Updating a document multi-value field (no dup values) without needed it to be already committed

2011-10-28 Thread Thibaut Colar

Sorry for the lengthy text, it's a bit difficult to explain:

We are using Solr to index some user info like username, email (among 
other things).


I'm also trying to use facets for search, so for example, I added a 
multi-value field to user called "organizations" where I would store the 
name of the organizations that user work for.


So i can use that field for facetted search and be able to filter a user 
search query result by the organizations this user work for.


So now, the issue I have is my code does something like: 1) Add users 
documents to Solr 2) When a user is assigned an organization 
membership(role), update the user doc to set the organizations field


Now I have the following issue with step 2: If I just do a 
addField("organizations", "BigCorp") on the user doc, it will add that 
value regardless if organizations already have that value("BigCorp") or 
not, but I want each org name to appear only once.


So only way I found to get that behavior is to query the user document, 
get the values of "organization" and only add the new value if it's not 
already in there - if !userDoc.getValues("organiations").contains(value) 
{... add the value to the doc and save it ...}-


Now that works well, but only if I commit all the time(between step 1 & 
2 at least), because the document query will not work unless it has been 
committed already. Obviously in theory its best not to commit all the 
time performance-wise, and unpractical since I process those inserts in 
batches.


*So I guess the main issue would be:*

 *

   Is there a way to update a multi-value field, without allowing
   duplicates, that would not require querying the doc to manually
   prevent duplicates ?

 *

   Maybe some better way to do this ?

Thanks.



Re: Updating a document multi-value field (no dup values) without needed it to be already committed

2011-10-28 Thread Thibaut Colar

Related questions is:
Is there a way to update a doc to remove a specific value from a 
multi-value field (in my case remove a role)


I manage to do that by querying the doc and reading all the other values 
"manually" then saving, but that has the same issues and is inefficient.
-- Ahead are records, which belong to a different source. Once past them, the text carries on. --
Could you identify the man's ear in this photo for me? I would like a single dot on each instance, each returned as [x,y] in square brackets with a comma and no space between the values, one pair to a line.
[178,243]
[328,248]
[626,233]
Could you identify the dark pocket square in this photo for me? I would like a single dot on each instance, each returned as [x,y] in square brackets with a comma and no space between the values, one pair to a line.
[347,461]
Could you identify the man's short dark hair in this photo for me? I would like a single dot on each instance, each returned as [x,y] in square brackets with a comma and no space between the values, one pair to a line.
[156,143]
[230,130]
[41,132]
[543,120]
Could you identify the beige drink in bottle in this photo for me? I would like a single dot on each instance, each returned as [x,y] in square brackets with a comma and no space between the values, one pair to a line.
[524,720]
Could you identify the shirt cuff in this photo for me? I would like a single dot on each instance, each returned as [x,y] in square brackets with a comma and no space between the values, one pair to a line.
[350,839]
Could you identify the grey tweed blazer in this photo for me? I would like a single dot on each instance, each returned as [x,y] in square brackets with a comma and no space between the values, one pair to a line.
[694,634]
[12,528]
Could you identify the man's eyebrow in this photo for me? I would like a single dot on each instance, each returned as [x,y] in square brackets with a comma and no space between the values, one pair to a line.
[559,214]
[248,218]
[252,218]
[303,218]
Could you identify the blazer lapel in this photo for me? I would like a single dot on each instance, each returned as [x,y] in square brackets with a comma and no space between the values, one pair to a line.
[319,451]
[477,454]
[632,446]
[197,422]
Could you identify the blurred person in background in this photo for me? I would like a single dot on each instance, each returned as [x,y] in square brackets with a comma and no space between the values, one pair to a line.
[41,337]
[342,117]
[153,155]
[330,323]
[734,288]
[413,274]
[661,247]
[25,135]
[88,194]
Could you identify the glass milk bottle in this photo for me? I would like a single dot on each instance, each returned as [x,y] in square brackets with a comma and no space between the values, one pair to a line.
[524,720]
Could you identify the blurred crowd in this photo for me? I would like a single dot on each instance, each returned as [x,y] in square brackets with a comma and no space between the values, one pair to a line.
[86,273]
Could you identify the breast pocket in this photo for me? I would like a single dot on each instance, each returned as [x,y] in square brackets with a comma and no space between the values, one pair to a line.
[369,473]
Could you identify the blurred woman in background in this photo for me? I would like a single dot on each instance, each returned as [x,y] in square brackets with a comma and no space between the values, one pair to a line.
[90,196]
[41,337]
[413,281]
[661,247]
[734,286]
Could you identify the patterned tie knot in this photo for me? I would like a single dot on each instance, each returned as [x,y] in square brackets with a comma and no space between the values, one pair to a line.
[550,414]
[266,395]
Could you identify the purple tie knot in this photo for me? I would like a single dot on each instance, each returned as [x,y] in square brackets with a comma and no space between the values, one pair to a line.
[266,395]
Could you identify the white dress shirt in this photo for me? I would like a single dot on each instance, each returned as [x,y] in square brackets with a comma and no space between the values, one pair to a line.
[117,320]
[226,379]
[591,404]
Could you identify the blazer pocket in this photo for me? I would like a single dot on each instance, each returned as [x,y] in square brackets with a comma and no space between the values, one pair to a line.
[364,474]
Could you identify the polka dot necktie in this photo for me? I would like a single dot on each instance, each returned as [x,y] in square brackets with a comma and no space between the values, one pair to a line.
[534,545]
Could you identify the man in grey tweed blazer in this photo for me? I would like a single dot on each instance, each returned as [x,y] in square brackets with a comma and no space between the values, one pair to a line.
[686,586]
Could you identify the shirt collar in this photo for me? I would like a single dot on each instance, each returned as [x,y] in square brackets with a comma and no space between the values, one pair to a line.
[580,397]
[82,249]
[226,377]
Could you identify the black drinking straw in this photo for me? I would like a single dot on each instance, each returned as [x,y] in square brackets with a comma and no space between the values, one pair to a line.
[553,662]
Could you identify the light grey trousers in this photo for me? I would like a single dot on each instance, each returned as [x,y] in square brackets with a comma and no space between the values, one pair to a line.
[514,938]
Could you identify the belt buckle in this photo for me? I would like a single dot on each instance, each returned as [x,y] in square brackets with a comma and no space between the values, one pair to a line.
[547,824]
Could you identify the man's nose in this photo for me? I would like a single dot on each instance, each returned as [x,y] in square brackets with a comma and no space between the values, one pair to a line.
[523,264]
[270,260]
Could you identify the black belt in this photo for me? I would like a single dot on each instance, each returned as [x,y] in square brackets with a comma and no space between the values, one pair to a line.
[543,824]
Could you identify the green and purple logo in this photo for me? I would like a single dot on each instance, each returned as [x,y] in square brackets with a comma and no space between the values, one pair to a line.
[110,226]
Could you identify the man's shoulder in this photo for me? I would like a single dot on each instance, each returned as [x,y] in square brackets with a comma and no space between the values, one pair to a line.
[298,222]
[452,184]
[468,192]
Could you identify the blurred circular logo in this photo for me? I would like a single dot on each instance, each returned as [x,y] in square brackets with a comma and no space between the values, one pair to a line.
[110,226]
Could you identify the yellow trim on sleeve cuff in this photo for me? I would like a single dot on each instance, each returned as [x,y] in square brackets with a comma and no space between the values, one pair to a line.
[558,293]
On 10/28/11 10:04 AM, Thibaut Colar wrote:

Sorry for the lengthy text, it's a bit difficult to explain:

We are using Solr to index some user info like username, email (among 
other things).


I'm also trying to use facets for search, so for example, I added a 
multi-value field to user called "organizations" where I would store 
the name of the organizations that user work for.


So i can use that field for facetted search and be able to filter a 
user search query result by the organizations this user work for.


So now, the issue I have is my code does something like: 1) Add users 
documents to Solr 2) When a user is assigned an organization 
membership(role), update the user doc to set the organizations field


Now I have the following issue with step 2: If I just do a 
addField("organizations", "BigCorp") on the user doc, it will add that 
value regardless if organizations already have that value("BigCorp") 
or not, but I want each org name to appear only once.


So only way I found to get that behavior is to query the user 
document, get the values of "organization" and only add the new value 
if it's not already in there - if 
!userDoc.getValues("organiations").contains(value) {... add the value 
to the doc and save it ...}-


Now that works well, but only if I commit all the time(between step 1 
& 2 at least), because the document query will not work unless it has 
been committed already. Obviously in theory its best not to commit all 
the time performance-wise, and unpractical since I process those 
inserts in batches.


*So I guess the main issue would be:*

 *

   Is there a way to update a multi-value field, without allowing
   duplicates, that would not require querying the doc to manually
   prevent duplicates ?

 *

   Maybe some better way to do this ?

Thanks.